I don’t think there would be an issue, that’s one of the reasons why I added a crystal footprint to the board (as well as the SIO/2 board), though I haven’t used it myself. Please let us know how it turns out!
Resistor values are 2.2K.
The resistor values are 2.2K. The capacitors should be standard 0.1uF bypass caps.
The 1x clock mode was also erratic for me. Switching to counter mode and then 16x multiplier on the SIO did work stable.
Why the 1x clock mode doesn’t work I think:
The datasheet says:
“If the x1 clock mode is selected, bit synchronization must be accomplished externally. ”
I think this is what the problem is: The clock is only as fast as the baud rate. To read in the middle of the bit we need an edge in the middle of the bit. The CTC doesn’t provide a falling edge in the middle because it’s duty cycle is less than 5%. That falling edge for read sometimes coincide with an edge of the signal. With 16 ticks, it’s easy to read in the middle of the bit.
If you take a look at the Z80 Peripherals Guide (http://www.z80.info/zip/um0081.pdf) page 235 (PDF page 255) under the heading “Asynchronous Receive” you’ll find the answer to the mystery of why the 1x clock divisor mode didn’t work reliably for you.

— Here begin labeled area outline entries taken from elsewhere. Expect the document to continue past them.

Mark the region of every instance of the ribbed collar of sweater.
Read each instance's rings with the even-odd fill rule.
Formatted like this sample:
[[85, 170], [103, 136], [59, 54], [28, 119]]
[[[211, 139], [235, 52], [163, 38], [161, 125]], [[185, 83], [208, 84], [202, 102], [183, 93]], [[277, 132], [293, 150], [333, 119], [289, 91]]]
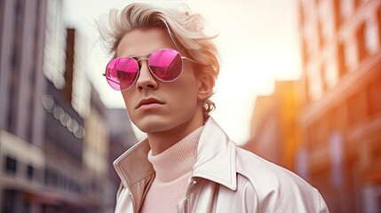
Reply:
[[198, 128], [157, 155], [152, 155], [152, 150], [149, 151], [147, 157], [156, 173], [156, 180], [171, 182], [192, 170], [202, 129], [203, 126]]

Like any asynchronous receiver, in order to reliably synchronize the bit timing at the start (and within the sequence) of a frame (start bit, data bits, parity, stop bit(s)), the SIO needs to sample the state of the receive data line at multiple of the bit rate. With the clock divisor set to 16, the sample rate is 16 times the bit rate — i.e. a full bit time is 16 clocks. When the receiver sees a transition to logic 0 for the beginning of a start bit, it doesn’t consider it to be start bit unless it stays at logic 0 for half a bit time — with the divisor set to 16, that’s 8 clocks. After the receiver is sure that it saw a start bit, then the “center” of each of the following bits will occur at intervals that are 16 clocks in length.
If the divisor is set to 1 (as noted in the document), you are obliged to include additional logic in the circuit to the synchronize to the start of each “frame” and fire clocks at the appropriate times to reliably read the state of each bit.
Absent the frame-to-frame synchronization that occurs when the receiver’s sample rate is a multiple of the bit rate, or some external logic to do the synchronization when the receiver’s sample rate is equal to the bit rate, it cannot work reliably.